La trocha mocha, por Laure Nicotra
Hoy tenemos un cielo con el azul más impactante, azul de mar, azul como un día de verano en medio del invierno de Italia, azul limpio al menos arriba. Siempre cuando llueve tanto, el cielo se despeja y desde aquí se ven claros los picos merideños, con algo de nieve.
Estamos hoy obligados a mirar hacia arriba, quizá nos ayude a aliviar los avatares que nos llenan de dolor. El país con las cifras más aterradoras de nuestra historia. El país sumido en un hueso pegado del espinazo de más del 70% de los venezolanos que no tienen que comer. El país que sistemáticamente convirtieron en trizas, de manera calculada para someternos. El país menguado por la diáspora que intenta sobrevivir en el confín para ayudar a sus queridos de acá. El país donde hay inexplicablemente de todo en el mercado sin que la gran mayoría pueda adquirirlo. El país de los bodegones exclusivos que venden cuanta cosa de marcas en dólares caros y que tan sólo un pequeño grupo puede obtener. El país confinado en el abandono de una pandemia con hospitales desprotegidos y desasistidos de lo mínimo para curar una herida. El país donde los médicos mueren enfrentando un monstruo de mil patas, que se disfraza a conveniencia, de disimulo, de falsedad, de apariencia confusa. El país donde los retornados son tratados como parias en su propia patria, donde los persiguen y alertan que son portadores del virus Chino maldito. El país que los aloja, cuando consiguen pagar largas sumas para entrar, por las incontables trochas de la frontera, en unos espacios desprovistos de todo lo básico.Porque cualquier venezolano que regresa por allí, es sospechoso de traer el virus mortal.
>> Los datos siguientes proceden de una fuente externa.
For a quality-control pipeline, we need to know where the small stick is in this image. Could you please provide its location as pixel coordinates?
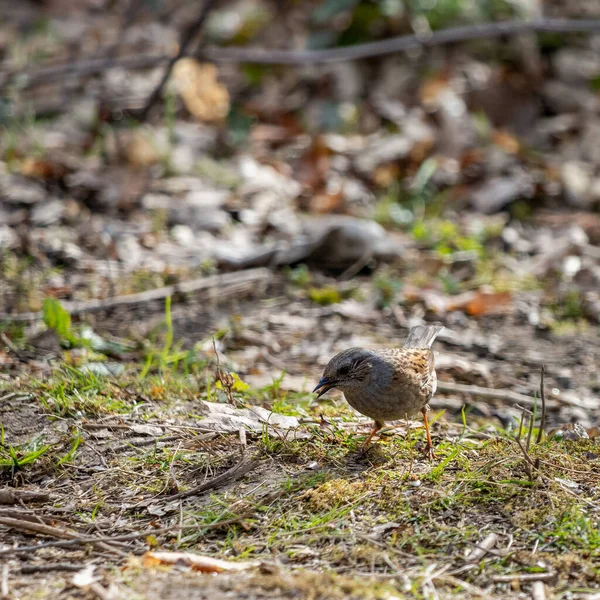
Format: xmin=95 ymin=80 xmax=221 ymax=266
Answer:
xmin=20 ymin=563 xmax=81 ymax=575
xmin=0 ymin=517 xmax=126 ymax=556
xmin=0 ymin=563 xmax=10 ymax=598
xmin=531 ymin=579 xmax=546 ymax=600
xmin=492 ymin=573 xmax=556 ymax=583
xmin=0 ymin=487 xmax=54 ymax=504
xmin=535 ymin=365 xmax=546 ymax=444
xmin=465 ymin=533 xmax=500 ymax=563
xmin=7 ymin=19 xmax=600 ymax=90
xmin=0 ymin=268 xmax=271 ymax=323
xmin=139 ymin=0 xmax=215 ymax=121
xmin=0 ymin=514 xmax=249 ymax=556
xmin=169 ymin=457 xmax=258 ymax=500
xmin=437 ymin=381 xmax=552 ymax=406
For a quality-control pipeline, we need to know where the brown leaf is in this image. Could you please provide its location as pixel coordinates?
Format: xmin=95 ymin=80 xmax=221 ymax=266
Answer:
xmin=463 ymin=291 xmax=512 ymax=317
xmin=172 ymin=58 xmax=229 ymax=122
xmin=143 ymin=551 xmax=257 ymax=573
xmin=492 ymin=129 xmax=521 ymax=154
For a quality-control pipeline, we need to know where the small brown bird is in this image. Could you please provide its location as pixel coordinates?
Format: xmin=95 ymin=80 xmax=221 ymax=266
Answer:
xmin=313 ymin=325 xmax=444 ymax=458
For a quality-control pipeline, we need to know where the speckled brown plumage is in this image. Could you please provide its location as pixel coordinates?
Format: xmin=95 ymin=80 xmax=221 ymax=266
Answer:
xmin=315 ymin=325 xmax=443 ymax=455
En este país, devolverse con las tablas en la cabeza, porque lo perdieron todo, porque vieron morir a muchos, porque pasaron hambre y frío, nuestros connacionales siguen desterrados. Ni la más mínima caridad del Estado existe con el dolor que han debido transitar. Ellos vienen llenos de pánico, y aquí, sabiendo que encontrarán otro infierno peor, se atreven a intentar llegar a sus casas de origen, a lo que fue su hogar. Lo han perdido todo, y morir podría ser lo de menos, si al menos llegan donde sus familias.
Nunca imaginé que regresaran así, tal cual por donde salieron, por las trochas mochas de vigilancia epidemiológica, de peligro salvaje, de cobradores de peaje, de traficantes de miseria, de delincuentes que controlan los caminos ocultos bajo la mirada complaciente de alguna autoridad. Así llegan nuestros connacionales, atravesando el miedo, las culebras de 3 cabezas, los bichurrangos armados, los ilegales que son los únicos que operan allí. Escuchar que esos venezolanos entran de manera “ilegal” en medio de una emergencia por pandemia, es como si te lanzaran al precipicio del absurdo, de la ofensa, de la vileza, de la crueldad.
Mientras escribo sobre esto, recuerdo que la noche de anoche, murió un allegado en el hospital. Le diagnosticaron neumonía. Roso Ramírez es el nombre que retumba en mis sentidos, porque lo conocí y era un caballero bueno y silencioso amigo. Comienzan a desaparecer de este mundo en pandemia, los cercanos, los que muchos se niegan a admitir, a los que les han negado hasta su diagnóstico. No queda duda que está recomenzando el horror, de que lo padecemos a diario con todo lo demás. Llevando a cuestas la convicción que algunos personajes forman parte de la infamia, desde que comenzó la destrucción del país. Los cómplices a sueldo que encontramos en los cafés de cualquier ciudad, haciendo el juego siempre a sus amos. Desgracia infinita.
Pero allí está el azul del cielo hoy, bañándonos de aliento, reconfortando nuestros cuerpos maltrechos, para seguir, seguir y seguir.